There is no way to ensure a camp. They are first come/ first served. Hell, it's not unheard of for a group to send down a member of their group several days early to hold down one of the Onion Creek camps for the weekend. Of course, I do not condone such greedy behavior.

That being said, I don't think that the White's camp is quite as sought after as the Onion Creek camps. Maybe you'll be able to get it.


----------



## micronam (Apr 20, 2015)

Thanks for the beta, mikepart! Yeah, I'm not keen on sending people ahead.
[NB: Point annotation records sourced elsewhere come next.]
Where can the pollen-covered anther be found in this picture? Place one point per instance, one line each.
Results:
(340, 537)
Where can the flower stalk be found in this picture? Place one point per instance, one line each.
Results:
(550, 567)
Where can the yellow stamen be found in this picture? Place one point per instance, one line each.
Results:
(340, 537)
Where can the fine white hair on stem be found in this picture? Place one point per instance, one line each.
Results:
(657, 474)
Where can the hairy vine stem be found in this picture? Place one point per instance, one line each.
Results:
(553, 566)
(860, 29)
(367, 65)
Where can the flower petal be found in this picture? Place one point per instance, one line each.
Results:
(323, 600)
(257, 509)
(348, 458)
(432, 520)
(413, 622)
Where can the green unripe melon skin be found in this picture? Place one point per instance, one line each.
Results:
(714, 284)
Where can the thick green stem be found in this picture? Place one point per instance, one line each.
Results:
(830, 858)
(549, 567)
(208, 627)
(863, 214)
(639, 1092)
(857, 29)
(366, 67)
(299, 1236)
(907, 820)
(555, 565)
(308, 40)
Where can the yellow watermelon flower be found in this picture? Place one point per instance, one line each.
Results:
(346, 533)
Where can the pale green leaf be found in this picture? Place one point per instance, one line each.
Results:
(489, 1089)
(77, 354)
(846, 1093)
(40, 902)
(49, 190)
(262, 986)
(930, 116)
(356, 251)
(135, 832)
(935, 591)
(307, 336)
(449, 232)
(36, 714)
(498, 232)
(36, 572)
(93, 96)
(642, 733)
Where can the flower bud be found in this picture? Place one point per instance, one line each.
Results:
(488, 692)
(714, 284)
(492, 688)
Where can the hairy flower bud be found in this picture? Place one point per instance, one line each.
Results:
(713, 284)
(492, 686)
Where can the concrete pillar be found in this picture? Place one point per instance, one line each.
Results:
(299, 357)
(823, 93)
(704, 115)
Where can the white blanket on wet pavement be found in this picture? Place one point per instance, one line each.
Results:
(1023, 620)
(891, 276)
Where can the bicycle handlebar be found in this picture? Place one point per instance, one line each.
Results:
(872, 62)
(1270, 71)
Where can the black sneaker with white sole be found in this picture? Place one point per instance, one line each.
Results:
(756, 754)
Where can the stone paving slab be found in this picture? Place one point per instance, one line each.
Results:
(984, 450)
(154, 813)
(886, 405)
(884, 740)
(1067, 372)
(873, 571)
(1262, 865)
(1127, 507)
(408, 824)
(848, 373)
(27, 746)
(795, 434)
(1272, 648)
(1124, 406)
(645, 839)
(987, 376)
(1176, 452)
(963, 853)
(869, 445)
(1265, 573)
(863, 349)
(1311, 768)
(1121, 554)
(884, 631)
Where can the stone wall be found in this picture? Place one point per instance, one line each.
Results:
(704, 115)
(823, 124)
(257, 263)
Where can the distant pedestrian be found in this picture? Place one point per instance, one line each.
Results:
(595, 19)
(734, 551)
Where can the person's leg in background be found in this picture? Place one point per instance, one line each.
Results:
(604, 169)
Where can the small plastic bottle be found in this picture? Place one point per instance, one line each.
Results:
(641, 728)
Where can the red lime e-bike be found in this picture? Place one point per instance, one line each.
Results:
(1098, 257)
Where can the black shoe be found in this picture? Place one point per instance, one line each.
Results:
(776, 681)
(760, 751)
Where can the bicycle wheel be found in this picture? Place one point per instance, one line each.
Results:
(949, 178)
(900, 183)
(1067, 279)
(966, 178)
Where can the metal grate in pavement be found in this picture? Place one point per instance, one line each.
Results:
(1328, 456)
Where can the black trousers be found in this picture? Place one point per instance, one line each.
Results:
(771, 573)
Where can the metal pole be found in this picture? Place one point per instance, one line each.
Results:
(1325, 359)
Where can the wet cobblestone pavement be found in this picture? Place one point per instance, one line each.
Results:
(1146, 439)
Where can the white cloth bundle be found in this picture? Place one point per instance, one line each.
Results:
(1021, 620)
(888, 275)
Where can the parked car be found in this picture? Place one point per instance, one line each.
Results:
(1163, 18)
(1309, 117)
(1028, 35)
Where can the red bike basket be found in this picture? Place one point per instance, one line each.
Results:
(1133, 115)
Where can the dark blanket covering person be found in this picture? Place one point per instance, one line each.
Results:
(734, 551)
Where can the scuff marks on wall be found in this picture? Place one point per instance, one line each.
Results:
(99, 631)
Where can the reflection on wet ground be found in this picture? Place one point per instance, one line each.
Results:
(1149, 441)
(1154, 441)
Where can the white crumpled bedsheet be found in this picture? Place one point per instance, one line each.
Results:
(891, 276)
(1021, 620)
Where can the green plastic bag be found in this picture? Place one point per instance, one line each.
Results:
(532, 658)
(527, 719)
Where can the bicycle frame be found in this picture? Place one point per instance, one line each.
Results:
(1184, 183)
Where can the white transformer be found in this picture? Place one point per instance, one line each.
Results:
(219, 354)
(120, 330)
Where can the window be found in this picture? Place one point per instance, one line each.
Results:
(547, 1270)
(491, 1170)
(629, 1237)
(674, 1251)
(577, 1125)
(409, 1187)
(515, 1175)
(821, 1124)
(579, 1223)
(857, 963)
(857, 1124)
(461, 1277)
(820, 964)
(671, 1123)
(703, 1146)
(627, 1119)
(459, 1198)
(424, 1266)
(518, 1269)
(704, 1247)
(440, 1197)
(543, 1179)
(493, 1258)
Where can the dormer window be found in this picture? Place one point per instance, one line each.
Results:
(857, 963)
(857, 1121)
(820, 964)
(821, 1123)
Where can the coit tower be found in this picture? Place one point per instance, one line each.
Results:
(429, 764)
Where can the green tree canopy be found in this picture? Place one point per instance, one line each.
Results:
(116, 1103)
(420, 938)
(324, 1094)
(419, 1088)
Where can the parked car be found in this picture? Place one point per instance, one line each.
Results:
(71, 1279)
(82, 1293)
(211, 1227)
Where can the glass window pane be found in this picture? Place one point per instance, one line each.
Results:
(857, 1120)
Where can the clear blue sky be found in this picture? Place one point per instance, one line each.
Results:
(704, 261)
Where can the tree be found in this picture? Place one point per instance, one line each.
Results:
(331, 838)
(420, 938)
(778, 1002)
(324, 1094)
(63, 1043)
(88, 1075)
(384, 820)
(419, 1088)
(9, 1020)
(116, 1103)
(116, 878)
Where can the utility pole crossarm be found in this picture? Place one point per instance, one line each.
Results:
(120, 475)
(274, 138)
We have a group of 18 for a 40th B-day party, so it would be a shame to not get a camp. Not the end of the world though. Thanks for the thoughts about Whites!!


----------



## twmartin (Apr 3, 2007)

I ran the Daily for 10 years with co-workers every June on a Friday and Saturday and only saw people camping at Onion Creek a couple of times at mid afternoon. That may have changed. I wouldn't worry about somebody grabbing the spot as much as I would worry about there being a family there that didn't appreciate your 40th birthday party. It's a river trip, but nobody wants to be a jerk to the neighbors.


----------



## micronam (Apr 20, 2015)

We're respectful, but thanks.

Sent from my SM-G386T using Mountain Buzz mobile app


----------



## kablitz (Jan 19, 2016)

Camped there last Saturday night Sept 24th, set up camp around 3pm without problems. It seemed these was plenty of room for everybody.


----------



## micronam (Apr 20, 2015)

Great to hear, kablitz! Thanks!


----------